Google's Kay Obereck called GEMA's demand "completely unacceptable" as YouTube would be making a loss with every video played.

 

 

A study by the BI Norwegian School of Management said that people who illegally download songs also buy ten times more music than those who do not use file sharing networks to download illegally, according to the Oslo paper Aftenposten.

 

 

Free downloading sites who promote song sharing at the expense of the record labels, publishers and artists have claimed all those downloads will pay off in the end, as downloaders only "sample" music which they will later buy.

 

 

These sites therefore appear to be more like a form of advertising for new music, as radio becomes less popular. Online streaming, inexpensive downloads from Amazon Mp3 and iTunes, social networking sites and P2P file sharing all serve as a promotional outlet for artists. 

 


Similarly, a Canadian study The impact of music downloads and P2P File-Sharing on the Purchase of Music: A Study for Industry Canada found that there was "a strong positive relationship between P2P file-sharing and CD purchasing" among P2P file-sharers. For every 12 P2P downloaded songs, music purchases by P2P downloaders increased by 0.44 CDs.

 

 

Aaron Child of Banquet Records, agrees with this relationship as encouraging for the music industry.

 

 

Mr. Child said: "There are lots of young people who download music illegally to try out new styles that they haven't heard before, and then come into our shop to buy the physical CD. I think downloading, illegal or legal, is a good thing for music as it introduces people to new music but the CD remains a personal thing that people want to have."

 

 

However Geoff Taylor, chief executive for BPI, the governing body for the UK Record Industry, is not so optimistic and that illegal downloading is hindering the progress of legal music services.

 

 

In a speech on the role of record labels in the digital age last year, Mr.
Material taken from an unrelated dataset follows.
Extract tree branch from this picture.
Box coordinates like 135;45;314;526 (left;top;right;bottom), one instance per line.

Taylor said: "The mass availability of free music on P2P networks and from other illegal sources strangles the prospects for new music services that do want to fairly reward creators, and stops them reaching the penetration, or realising the value, that they ought to attain."

 

 

Within the legal music market, Mr. Taylor said that CDs have definitely not lost their value in this digitalised era, and that the album market is still bigger than it was in the late 1990s.

 

 

He said; "Research published by our friends at BMR shows that music lovers still place great value on the CD – the majority of people said that they would continue to buy CDs even if they used a legal sharing or streaming service." 

 

 

Youtube's move to ban music videos in the UK and many free downloading sites having to close down due to lack of funds may be responsible for the recent increase in the number of music sales. However, it is more likely that the lower price of music, especially within digital formats which services such as Spotify offer, has helped the industry. Contrary to what many music companies and governments believe, free downloading may in fact help to sell CDs and paid-for online tracks through its ability to market new music to listeners with diverse tastes.